A las diez de la mañana del día de hoy, sonará la alerta sísmica por los más de 12 mil altavoces incrustados en diversos sitios de la Ciudad de México. Para algunos, el desalojo será un irrelevante paréntesis. La simple interrupción de la rutina cotidiana, un momento para estirar piernas, ubicar zonas seguras y entablar conversaciones de pasillo. Para otros, el escalofrío será inevitable.

El megasimulacro es el doloroso recuerdo del patrimonio perdido, el recuento de 471 víctimas mortales. Es la angustia, el miedo y la evocación de la solidaridad temporal tras los sismos de septiembre de 2017.

Los chilangos vivimos en una ciudad vulnerable. Pisamos una tierra que se hunde 22 centímetros por año y que está en acecho permanente por su inevitable condición telúrica. En esta ciudad sin una política clara de planeación urbana, las inmobiliarias hacen jugosos negocios a costillas de la constante demanda. Un edificio que no cumple las normas, dura clausurado lo que tarda un amparo. Las palancas, las mordidas o las argucias legales saltan las trabas de las restricciones de uso de suelo o el límite de niveles permitidos en zonas residenciales. Esta rapiña inmobiliaria quedó exhibida tras la auditoría sísmica de hace dos años. El saldo: 12 millones de damnificados.

Sería injusto decir que al paso del tiempo no hay avances. Muchos de ellos fueron mencionados por Claudia Sheinbaum durante su primer informe de gobierno. Lo más destacable es que las víctimas del sismo están al centro de la política de reconstrucción. Existe interlocución directa con cada una de las personas afectadas, se garantiza el apoyo jurídico gratuito, hay certeza sobre la seguridad estructural y hay un comité de grietas para realizar dictámenes y atender cuanto antes los daños y rezagos. Se cuenta con una plataforma digital con 280 capas de datos sobre la Ciudad de México que conforman el atlas de riesgos de la capital con posibilidad de georreferenciación.

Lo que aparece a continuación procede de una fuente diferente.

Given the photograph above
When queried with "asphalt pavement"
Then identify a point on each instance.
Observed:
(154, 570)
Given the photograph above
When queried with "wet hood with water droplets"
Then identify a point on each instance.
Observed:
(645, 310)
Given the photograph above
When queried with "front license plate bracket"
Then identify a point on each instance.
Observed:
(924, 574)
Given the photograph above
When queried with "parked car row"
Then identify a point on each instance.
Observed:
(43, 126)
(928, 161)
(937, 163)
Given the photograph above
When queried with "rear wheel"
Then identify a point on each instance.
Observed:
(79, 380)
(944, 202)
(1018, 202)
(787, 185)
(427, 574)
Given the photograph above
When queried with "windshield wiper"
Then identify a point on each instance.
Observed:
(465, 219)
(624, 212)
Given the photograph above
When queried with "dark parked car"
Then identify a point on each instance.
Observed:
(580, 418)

También, hay un espacio de cooperación pluridisciplinario: la Comisión de Reconstrucción cuenta con el acompañamiento de cinco subcomisionados y con la asesoría permanente de un Consejo consultivo conformado por las dependencias del Gobierno de la Ciudad involucradas en el proceso de reconstrucción y las personas afectadas.

Con esto se entiende que el trabajo de reconstrucción está pensado para el largo plazo y ha ido más allá de la urgencia de reparar muros y mover ladrillos.

Prevalecen, sin embargo, vacíos importantes en materia de transparencia y rendición de cuentas que podrían dañar todo el proceso. El primero es el que se refiere a la ruta del dinero destinado a la reconstrucción. A la fecha, no se sabe cómo se asignaron y ejercieron los ocho mil millones de pesos iniciales. Hay datos sobre el Fideicomiso de Reconstrucción y Rehabilitación, pero la información se limita a reportes sobre el gasto comprometido y ejercido sin mayor justificación para la población en general. No se tiene sistematizada la información sobre otros fondos de origen público. La publicidad sobre la distribución de recursos con montos, presupuestos y esquemas de pago a empresas e institutos debiera ser público. Lo mismo sucede con el sector privado, los procesos de asignación y criterios provenientes de fundaciones como Slim, Provivah, Banorte y Convives son un misterio. Sin reglas de operación públicas y sin manuales accesibles que permitan conocer cómo y quién puede ejercer los recursos, se restringe el acceso democrático. Y con ello, se vuelve imposible lograr la resiliencia.